Steven Lighthill, an enrolled descendent of the Karuk tribe of northern California, began his lifelong career in art when he began his studies at the age of 16, taking courses in painting, sculpture, and jewelry during high school in northern California. After a tour of active duty with the U.S. Air Force, he went back to college to study design, earning a degree in fine art. He began his career in art as an illustrator for the Air Force. He also accepted freelance commissions for portraits and other work, including designing slates for the local television station, and logos for other businesses. His illustrations and designs have been on display in the Smithsonian Air and Space Museum, the Chicago Art Institute, the Library of Congress, as well as other venues.
Lighthill currently works as the Visual Communications Manager and Public Outreach Manager at the NASA Armstrong Flight Research Center, where he is responsible for Armstrong’s exhibit and outreach programs and serves as an art director for the center. He also serves as the center’s printing officer.
The tribal lands of the Karuk people are located alongside the Klamath River from the town of Orleans in the west to Yreka in the east. The tribal headquarters are located in Happy Camp, California, on Highway 96. He grew up hearing stories about his ancestors from his father and grandmother, visiting Karuk territories whenever possible. His father had a career in the Air Force so the visits were few and far between. As an adult he has had more frequent visits to the river and continues to bring his children and grandchildren whenever possible.
Lighthill said, “I am proud of my heritage and brought as much of it into my work environment as possible. The fact that I have Native American ancestry has helped guide my choices in my life and career in an effort to return to as close to my roots as possible.”
As concerns STEM (science, technology, engineering, and math) versus STEAM (science, technology, engineering, art, and math) education, he said: “While I work for a highly technical and scientific organization, I am blessed to have a career in my chosen field with my dream agency. I am able to create meaningful designs and artwork as well as help shape agency policies on graphic standards. As such, STEAM is a much more viable education program than STEM in my opinion. Of course I am biased because of my chosen profession.

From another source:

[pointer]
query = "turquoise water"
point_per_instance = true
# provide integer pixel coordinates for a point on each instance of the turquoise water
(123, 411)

My advice to young Native Americans would be to concentrate on what your dreams are, STEM or STEAM, and work to realize those dreams. NASA, and other technical organizations, use a variety of skills to fulfill their missions and just because you are not an engineer or scientist does not mean you cannot work for them. I am living proof that anyone can work for NASA. Concentrate on becoming good at your chosen profession, study, attend courses, work diligently to improve your skills. Do not rely on natural talent, learn! I did not start advancing my career until I realized that talent alone would not get me where I wanted to go.”